On the birthday of the lady principal there was a celebration with theater performances, living tableaux, dancing, and food. The emperor's birthday was celebrated only by the Gymnasium [secondary school] – with the "Emperor's Ball." The young students were dressed like elegant gentlemen and had to behave like adults. The "ladies" had dancing cards where the gentlemen signed up for the various dances. The whole thing was exceptionally conventional. I attended such a ball only once, at the age of fifteen, and later joined the youth movement, whose social occasions were completely different in style.

I had run-ins with the school on a number of occasions, because I was used to more freedom from home and took more freedom than the school wished to give me; I would like to list a few examples.

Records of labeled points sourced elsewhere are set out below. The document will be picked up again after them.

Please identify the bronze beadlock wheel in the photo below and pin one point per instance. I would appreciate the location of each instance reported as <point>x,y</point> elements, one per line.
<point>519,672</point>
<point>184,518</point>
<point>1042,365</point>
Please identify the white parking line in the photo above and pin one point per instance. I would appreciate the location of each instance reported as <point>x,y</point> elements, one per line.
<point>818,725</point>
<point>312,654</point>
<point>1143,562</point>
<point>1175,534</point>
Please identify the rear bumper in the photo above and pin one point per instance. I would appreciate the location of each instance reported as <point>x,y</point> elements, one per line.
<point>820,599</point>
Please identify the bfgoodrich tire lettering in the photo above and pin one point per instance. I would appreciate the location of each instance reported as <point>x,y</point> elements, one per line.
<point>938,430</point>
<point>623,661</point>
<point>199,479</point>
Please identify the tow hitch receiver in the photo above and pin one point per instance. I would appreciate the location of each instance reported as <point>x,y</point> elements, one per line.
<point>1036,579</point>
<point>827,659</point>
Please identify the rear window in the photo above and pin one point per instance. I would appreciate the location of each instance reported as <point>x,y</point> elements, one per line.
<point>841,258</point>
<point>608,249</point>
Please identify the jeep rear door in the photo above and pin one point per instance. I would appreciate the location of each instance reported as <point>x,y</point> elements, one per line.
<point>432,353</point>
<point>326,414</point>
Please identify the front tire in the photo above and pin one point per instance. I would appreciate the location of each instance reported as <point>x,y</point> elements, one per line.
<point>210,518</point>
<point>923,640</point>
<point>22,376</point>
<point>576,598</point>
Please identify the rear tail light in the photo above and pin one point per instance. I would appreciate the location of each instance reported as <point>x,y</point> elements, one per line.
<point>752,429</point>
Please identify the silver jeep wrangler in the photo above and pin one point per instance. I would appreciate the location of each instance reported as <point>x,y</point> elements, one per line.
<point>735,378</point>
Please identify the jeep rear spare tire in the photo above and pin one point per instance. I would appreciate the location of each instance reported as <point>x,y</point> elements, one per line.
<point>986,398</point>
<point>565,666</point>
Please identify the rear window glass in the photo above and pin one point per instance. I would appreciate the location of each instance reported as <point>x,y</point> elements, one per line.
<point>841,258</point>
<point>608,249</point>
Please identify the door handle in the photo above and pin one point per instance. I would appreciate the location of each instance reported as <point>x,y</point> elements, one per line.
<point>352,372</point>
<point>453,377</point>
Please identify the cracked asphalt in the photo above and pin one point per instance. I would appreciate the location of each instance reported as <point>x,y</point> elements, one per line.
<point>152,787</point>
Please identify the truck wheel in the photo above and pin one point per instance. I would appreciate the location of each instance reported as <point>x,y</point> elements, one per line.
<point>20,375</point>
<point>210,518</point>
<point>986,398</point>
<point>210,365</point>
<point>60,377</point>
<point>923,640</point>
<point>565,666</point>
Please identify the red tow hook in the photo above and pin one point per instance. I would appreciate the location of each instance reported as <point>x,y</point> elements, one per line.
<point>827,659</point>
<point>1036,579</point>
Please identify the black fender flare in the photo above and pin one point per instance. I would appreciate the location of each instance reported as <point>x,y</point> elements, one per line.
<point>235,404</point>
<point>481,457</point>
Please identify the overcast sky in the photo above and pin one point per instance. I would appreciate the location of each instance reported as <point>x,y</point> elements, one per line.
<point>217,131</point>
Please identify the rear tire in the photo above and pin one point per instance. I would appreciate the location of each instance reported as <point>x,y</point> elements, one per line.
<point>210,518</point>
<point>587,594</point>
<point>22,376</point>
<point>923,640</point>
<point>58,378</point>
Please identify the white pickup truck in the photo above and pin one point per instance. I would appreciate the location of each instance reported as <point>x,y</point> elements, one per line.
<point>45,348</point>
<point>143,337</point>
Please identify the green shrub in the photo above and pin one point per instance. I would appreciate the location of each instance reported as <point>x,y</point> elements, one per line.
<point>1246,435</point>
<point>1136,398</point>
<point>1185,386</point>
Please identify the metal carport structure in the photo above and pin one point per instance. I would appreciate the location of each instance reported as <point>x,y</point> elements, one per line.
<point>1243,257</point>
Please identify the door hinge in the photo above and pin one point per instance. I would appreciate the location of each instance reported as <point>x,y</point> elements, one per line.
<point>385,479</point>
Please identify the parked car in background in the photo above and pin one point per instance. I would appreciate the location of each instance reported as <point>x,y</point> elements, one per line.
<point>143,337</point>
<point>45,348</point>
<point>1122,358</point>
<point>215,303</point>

After a morning service, a teacher asked me for a talk "in private" following the last period. In class we puzzled over whether that meant the director, the school inspector [Schulrat], or both, and I was relieved when she [the teacher] received me alone. She reproached me for allegedly laughing during the service and demanded that I apologize. "I am sorry if . . . ," I began. "That," she interrupted me. I repeated the word "if" and quickly added: "I was not aware of it." I was dismissed without a word. The teacher was clearly disappointed at having missed the opportunity to humiliate a ten year-old girl.



Source: Elisabeth Flitner, "Auf dem Katheder brannte frühmorgens eine Kerze” [“A Candle was burning on the Lectern Early in the Morning”], retrospective account, in Rudolf Pörtner, ed., Kindheit im Kaiserreich: Erinnerungen an vergangene Zeiten [Childhood in the Kaiserreich: Memories of Past Times]. Munich, 1989, pp. 45-47, 50-51.